Alle christenen, of zij nu getrouwd zijn of niet, zijn verplicht rekening te houden met het geestelijke welzijn van anderen (8:1–10:33). Vandaar dat de Korinthiërs de raad kregen anderen niet tot struikelen te brengen door voedsel te eten dat aan afgoden geofferd was. Teneinde voor niemand een belemmering te zijn om het goede nieuws te aanvaarden, maakte Paulus zelfs geen gebruik van zijn recht om materiële ondersteuning te ontvangen. Ook ’beukte hij zijn lichaam, om niet, na tot anderen te hebben gepredikt, zelf afgekeurd te worden’. Als wij ter harte nemen wat het zondige Israël in de wildernis overkwam, zal dat ons helpen afgoderij en kwaaddoen te vermijden. Door ’alles tot Gods heerlijkheid te doen’, worden wij bovendien geholpen niemand tot struikelen te brengen.
Toon respect en bewaar de orde
Willen wij ’alle dingen tot Gods heerlijkheid doen’, dan moeten wij van juist respect blijk geven (11:1-34). Een christelijke vrouw in de eerste eeuw toonde respect voor het gezagsbeginsel door een hoofdbedekking te dragen wanneer zij in de gemeente bad of profeteerde. In deze tijd tonen godvruchtige vrouwen eveneens respect voor dit gezagsbeginsel. Om niet als de Korinthiërs te worden, die correctie nodig hadden, moeten wij bovendien allemaal blijk geven van respect voor het Avondmaal des Heren.

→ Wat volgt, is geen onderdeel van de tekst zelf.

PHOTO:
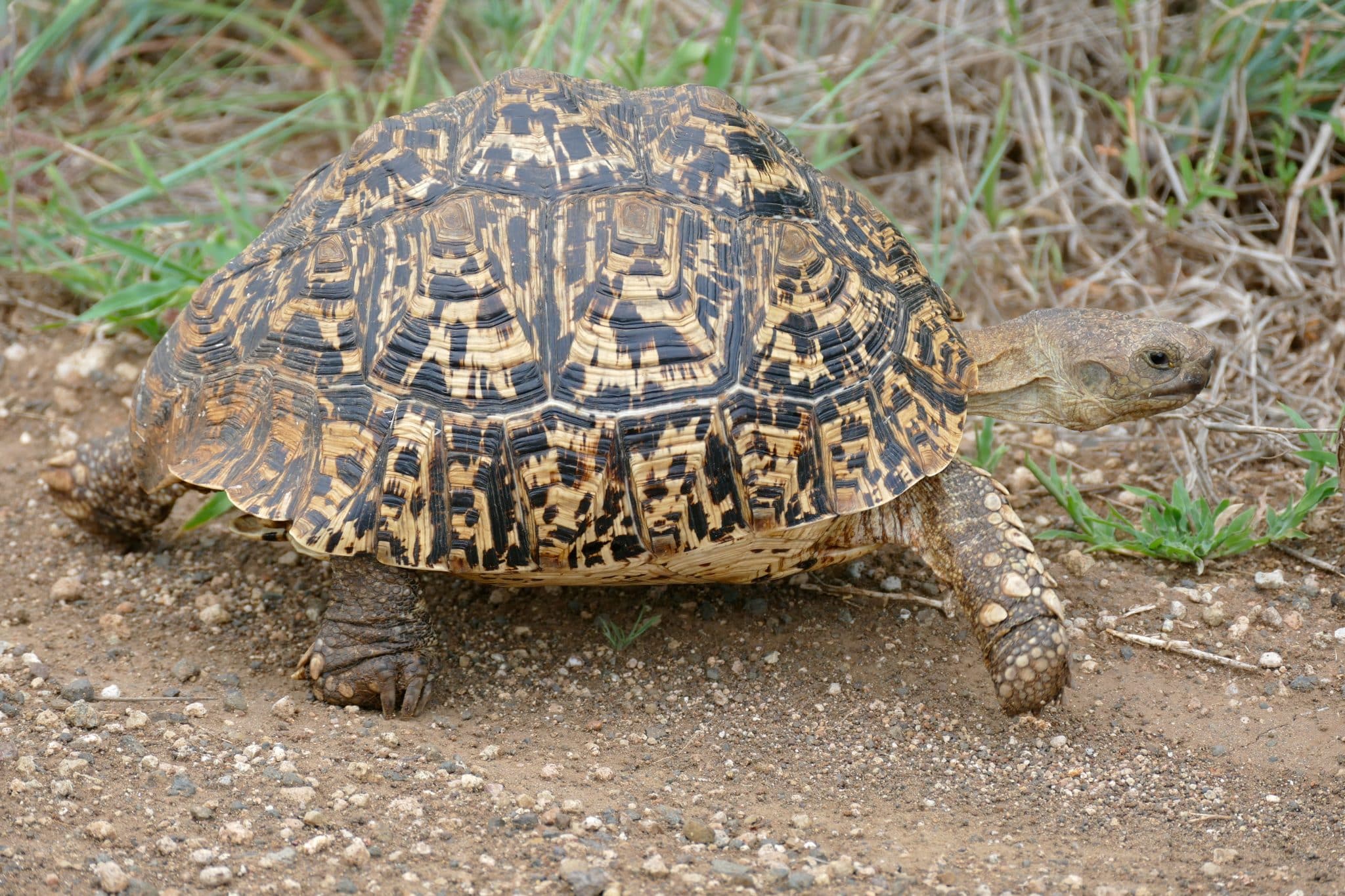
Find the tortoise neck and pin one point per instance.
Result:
(1015, 372)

Opdat ’alle dingen tot Gods heerlijkheid gedaan worden’, moeten onze vergaderingen ordelijk verlopen (12:1–14:40). Wanneer de vroege christenen bijeenkwamen, moesten de gaven van de geest, zoals het spreken in talen, gebruikt worden met respect en waardering voor de bron ervan en het doel dat ermee werd beoogd. Hoewel wij nu niet meer over deze gaven beschikken, brengen wij God heerlijkheid door liefde, iets wat deze gaven overtreft, tentoon te spreiden. Ook verheerlijken wij Jehovah doordat onze vergaderingen goed georganiseerd zijn, en wij passen respectvol Paulus’ raad toe: „Laat alle dingen betamelijk en volgens regeling geschieden.”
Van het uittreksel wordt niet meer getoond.